Headlined 'This inquiry looks less substantial by the day', the leader states: "Even as danger seems to be lapping around the upper reaches of the popular press, however, the rationale for instituting the Leveson Inquiry in the first place suddenly looks shaky. It was The Guardian's claim about NOTW journalists deleting Milly's messages that revived public indignation about phone hacking and convinced politicians they had to "do something". That something became the inquiry headed by Lord Leveson.

"It was not just the politicians who were spurred into action. When he learnt of the distress to the Dowler family – who had interpreted the deleted voicemails as evidence that Milly was alive – Rupert Murdoch made public and personal apologies to her parents, agreed a £3m payment, and summarily closed the NOTW. Yet that report, as The Guardian now admits, was based on assumption, not fact. While journalists indeed hacked the messages, the deletions were probably made automatically.

"The 'what ifs' that follow are legion. What if The Guardian had reported only the hacking and not the deleting, would the public outcry have been as great? Would the Prime Minister have felt compelled to respond? Would there have been an inquiry at all, on top of the police investigation already in train? After all, if phone-hacking was going on – which it was – it was a breach not only of ethics, but the law.

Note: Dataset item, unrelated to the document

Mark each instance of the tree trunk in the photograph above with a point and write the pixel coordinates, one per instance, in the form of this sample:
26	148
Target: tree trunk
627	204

"One conclusion might be that the Leveson Inquiry is doing the right thing, even if it was set up for the wrong reason. But this would be to make the best of what is, at root, a bad job. The question must be faced squarely: is it right that this inquiry, which could transform regulation of the British press, should proceed at all, now it is clear that it was built on a misapprehension?"

1 comment:

  1. It is not easy to answer the question being asked without asking what are the motives for asking it?

    How many arrests have been made, to date, under Operations Weeting, Tuleta and Elveden?

    Wasn't abhorrent press culture and ethical non consideration part of the problems leading to these arrests?

    Had self regulation worked sufficiently to stop these abuses?

    Will the current self regulation set up be sufficient to stop such abuses in future?

    What is the press scared of? Being exposed in public for what it is?
    How many "last chance saloons" do you want?